Now that I have read an e version, I am going to purchase a paper copy as I know I'll be coming back to this book again and again as I work my way through the suggested activities.  One of my favourite is making a list of the 30 most significant people in my life.  Each day of the month your are to pick one and have a meaningful contact with them.  A phone call, email or letter, your choice.

Special thanks to my sister for recommending this book.  She has been on Mr. Glazer's mailing list and read his Friday Forward message for quite some time.

I received and advanced reader copy of this book from Edelweiss and Sourcebooks in exchange for an honest review.

#IndigoEmployee

Tuesday, 3 September 2019

We Are Lost and Found by Helene Dunbar

I remember the mid 80's when there was lots talk about this new disease that seemed to be plaguing the gay population.  Very quickly we learned that people from all walks of life very dying from what became known as AIDS.  This is the book for those who weren't around at that time but who are curious about it was like to grow up then.  

Michael , James and Becky are teen  best friends living in New York City.  They are trying to figure out who they are and what they want out of life.  Michael is gay but can't tell his family and his older brother was kicked out of the house when he came out.  James is also gay and trying to make a name for himself as a performer.  Becky is dating Andy, though doesn't know if they should remain together.  One thing they all have in common, is that they are scared by this new plague that is striking down so many people in their city.  They are either at risk of catching it, or seeing their friends become sick.  

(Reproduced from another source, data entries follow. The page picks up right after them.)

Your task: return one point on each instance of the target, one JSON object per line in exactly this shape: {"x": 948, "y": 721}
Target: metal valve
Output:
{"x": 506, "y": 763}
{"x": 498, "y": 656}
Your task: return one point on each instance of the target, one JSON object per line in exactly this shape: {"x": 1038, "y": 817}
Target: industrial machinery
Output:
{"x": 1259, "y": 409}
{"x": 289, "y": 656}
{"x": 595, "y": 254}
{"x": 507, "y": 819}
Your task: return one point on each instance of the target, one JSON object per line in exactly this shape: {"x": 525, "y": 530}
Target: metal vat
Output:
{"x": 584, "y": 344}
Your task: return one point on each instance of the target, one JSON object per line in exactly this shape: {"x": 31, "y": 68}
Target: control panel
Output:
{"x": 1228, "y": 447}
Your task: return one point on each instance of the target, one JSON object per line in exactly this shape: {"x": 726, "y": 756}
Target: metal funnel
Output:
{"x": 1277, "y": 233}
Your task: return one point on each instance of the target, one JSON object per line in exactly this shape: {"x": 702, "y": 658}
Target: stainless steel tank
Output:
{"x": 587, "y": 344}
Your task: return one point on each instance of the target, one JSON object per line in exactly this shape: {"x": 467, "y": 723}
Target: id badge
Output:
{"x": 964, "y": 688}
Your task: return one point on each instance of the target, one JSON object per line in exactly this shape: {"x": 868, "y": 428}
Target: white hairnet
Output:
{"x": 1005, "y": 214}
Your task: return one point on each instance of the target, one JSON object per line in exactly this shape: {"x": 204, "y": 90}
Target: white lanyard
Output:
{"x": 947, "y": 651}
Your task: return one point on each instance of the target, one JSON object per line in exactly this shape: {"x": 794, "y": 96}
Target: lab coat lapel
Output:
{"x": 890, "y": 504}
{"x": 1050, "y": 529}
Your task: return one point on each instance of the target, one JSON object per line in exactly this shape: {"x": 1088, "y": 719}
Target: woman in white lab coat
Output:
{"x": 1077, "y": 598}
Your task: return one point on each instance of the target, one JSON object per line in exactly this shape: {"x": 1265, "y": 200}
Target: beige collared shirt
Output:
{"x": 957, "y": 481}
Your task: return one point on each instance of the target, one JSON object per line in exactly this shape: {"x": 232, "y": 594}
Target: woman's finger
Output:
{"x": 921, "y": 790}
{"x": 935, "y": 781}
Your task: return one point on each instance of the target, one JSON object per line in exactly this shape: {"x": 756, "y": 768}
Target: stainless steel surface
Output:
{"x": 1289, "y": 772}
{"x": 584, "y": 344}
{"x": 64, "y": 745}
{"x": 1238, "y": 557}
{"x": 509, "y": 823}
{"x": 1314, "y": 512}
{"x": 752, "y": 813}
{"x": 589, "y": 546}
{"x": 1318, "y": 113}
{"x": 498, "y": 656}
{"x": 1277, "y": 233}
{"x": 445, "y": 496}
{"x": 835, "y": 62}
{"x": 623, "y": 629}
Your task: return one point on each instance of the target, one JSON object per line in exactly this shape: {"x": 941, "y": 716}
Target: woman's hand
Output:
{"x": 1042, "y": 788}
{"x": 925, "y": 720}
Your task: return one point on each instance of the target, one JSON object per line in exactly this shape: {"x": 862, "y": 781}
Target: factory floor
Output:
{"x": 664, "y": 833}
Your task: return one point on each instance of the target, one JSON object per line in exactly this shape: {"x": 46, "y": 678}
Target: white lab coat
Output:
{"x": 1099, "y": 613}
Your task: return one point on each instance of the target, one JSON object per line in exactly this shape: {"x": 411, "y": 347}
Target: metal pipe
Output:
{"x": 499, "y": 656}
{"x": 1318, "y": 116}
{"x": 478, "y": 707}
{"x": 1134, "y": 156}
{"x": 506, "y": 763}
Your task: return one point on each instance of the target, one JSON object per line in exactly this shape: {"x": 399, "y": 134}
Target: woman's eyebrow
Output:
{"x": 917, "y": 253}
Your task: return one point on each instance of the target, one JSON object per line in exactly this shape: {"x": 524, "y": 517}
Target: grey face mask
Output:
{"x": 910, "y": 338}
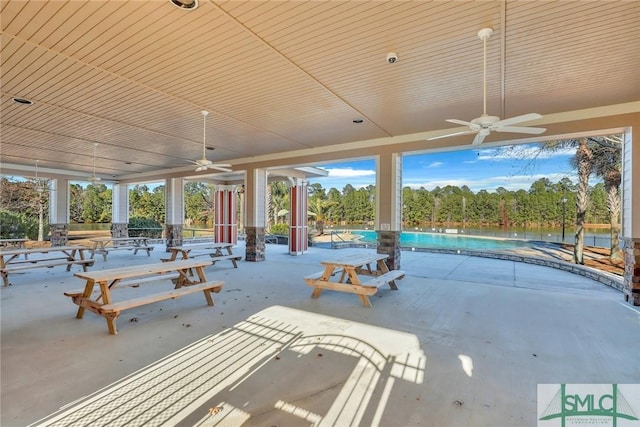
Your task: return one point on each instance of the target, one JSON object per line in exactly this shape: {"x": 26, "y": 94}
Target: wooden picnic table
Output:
{"x": 349, "y": 268}
{"x": 216, "y": 251}
{"x": 103, "y": 245}
{"x": 187, "y": 276}
{"x": 13, "y": 243}
{"x": 49, "y": 256}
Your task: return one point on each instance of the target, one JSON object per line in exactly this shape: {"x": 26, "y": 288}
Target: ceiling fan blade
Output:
{"x": 460, "y": 122}
{"x": 521, "y": 129}
{"x": 517, "y": 119}
{"x": 465, "y": 132}
{"x": 479, "y": 138}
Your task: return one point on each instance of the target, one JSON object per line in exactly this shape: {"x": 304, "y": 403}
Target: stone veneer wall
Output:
{"x": 631, "y": 289}
{"x": 255, "y": 244}
{"x": 119, "y": 229}
{"x": 389, "y": 244}
{"x": 173, "y": 233}
{"x": 59, "y": 234}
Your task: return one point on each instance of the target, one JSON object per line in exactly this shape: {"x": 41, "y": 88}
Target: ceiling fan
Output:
{"x": 41, "y": 184}
{"x": 93, "y": 178}
{"x": 204, "y": 163}
{"x": 485, "y": 124}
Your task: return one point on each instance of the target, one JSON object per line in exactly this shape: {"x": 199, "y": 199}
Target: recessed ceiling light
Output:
{"x": 22, "y": 101}
{"x": 185, "y": 4}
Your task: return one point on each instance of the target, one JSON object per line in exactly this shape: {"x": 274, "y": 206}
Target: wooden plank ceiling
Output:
{"x": 279, "y": 76}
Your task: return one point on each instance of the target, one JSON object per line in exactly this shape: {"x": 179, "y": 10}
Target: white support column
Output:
{"x": 120, "y": 211}
{"x": 630, "y": 239}
{"x": 225, "y": 221}
{"x": 59, "y": 211}
{"x": 174, "y": 211}
{"x": 256, "y": 214}
{"x": 389, "y": 206}
{"x": 298, "y": 229}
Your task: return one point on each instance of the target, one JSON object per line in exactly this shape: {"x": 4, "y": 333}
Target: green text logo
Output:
{"x": 586, "y": 404}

These are thoughts that teens should not have to deal with.  Their lives should be safe, their parents should want to protect them and not kick them to the street just because they are different.  I remember, at that time there was a saying 'sex is death'.  If that isn't scary to a 16 year old, I don't know what is.

I feel that author Helene Dunbar has handled these topics carefully and respectfully.  She hasn't diminished the importance of them, nor has she glorified any one sides views.  She has been honest and I would say, blunt.  I could almost feel James' fear as he considered when and how to tell his parents that he was gay.  It would never be a good time to tell his dad, but it was getting harder and harder to live with his true self hidden away.

A wonderful book that should appeal to young people as well as those who remember the 80's.

I received an advanced reader copy of this book from Sourcebooks Fire and Netgalley in exchange for an honest review.